"We could split up, to cover more ground.”
Guardian Brant Cormell considered the words. Someone who’d spent less time with the lad would’ve thought his suggestion was born from his eagerness to return to the citadel, where a warm meal and a soft bed awaited him. Cormell knew better. As members of the Avant Guard Order, it was their duty to keep peace in the lands, and the boy wasn’t one to pass up the chance for adventure.
Boy. It was a description that no longer fit his trainee. Aden was well on his way to becoming a knight, and Cormell knew that the time was soon approaching. Aden had grown into a bright and strong young man, one who’d do great things for the world.
Cormell nodded as he judged how much time they had. “Better to investigate before we lose the light.”
Aden hurried off to scout the area, eagerly searching for any clues as to where the attackers had gone.
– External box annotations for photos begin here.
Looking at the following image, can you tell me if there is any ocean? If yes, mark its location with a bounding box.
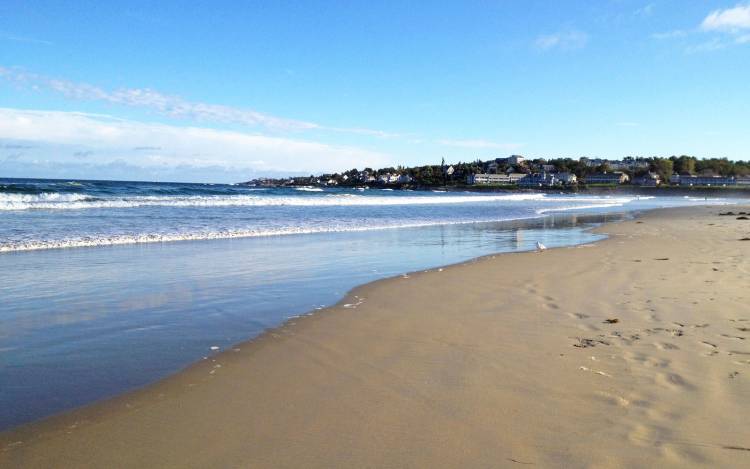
[0,179,732,430]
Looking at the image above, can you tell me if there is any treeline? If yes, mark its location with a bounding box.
[250,155,750,186]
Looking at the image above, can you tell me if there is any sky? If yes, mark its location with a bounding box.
[0,0,750,182]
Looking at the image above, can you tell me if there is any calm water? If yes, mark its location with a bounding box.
[0,180,744,429]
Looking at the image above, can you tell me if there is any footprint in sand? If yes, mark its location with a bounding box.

Cormell watched his trainee fade into the shadows of the evening, but his thoughts remained on the situation they’d come across. He stood on the main road that climbed a small hill, giving him a view of the surrounding forest. In the distance, the city of Avender surrounded Longshield Citadel that towered over it. With the day soon over, small lights of civilization began twinkling like beacons calling them home. They couldn’t return, however, not until they uncovered what had killed the men here.
City guards frequently patrolled the main road that led to Avender. The unusual behavior of one such patrol had caught their attention as he and Aden Fendrie, his knight in training, were returning from their latest mission. While flying above on their wyvernkin mounts, they’d discovered the troubling scene below. They had cautiously approached on foot; landing in the midst of a potential trap was never wise, and they were keenly aware that the forest offered ample cover. As they drew near, there was no sign of immediate danger.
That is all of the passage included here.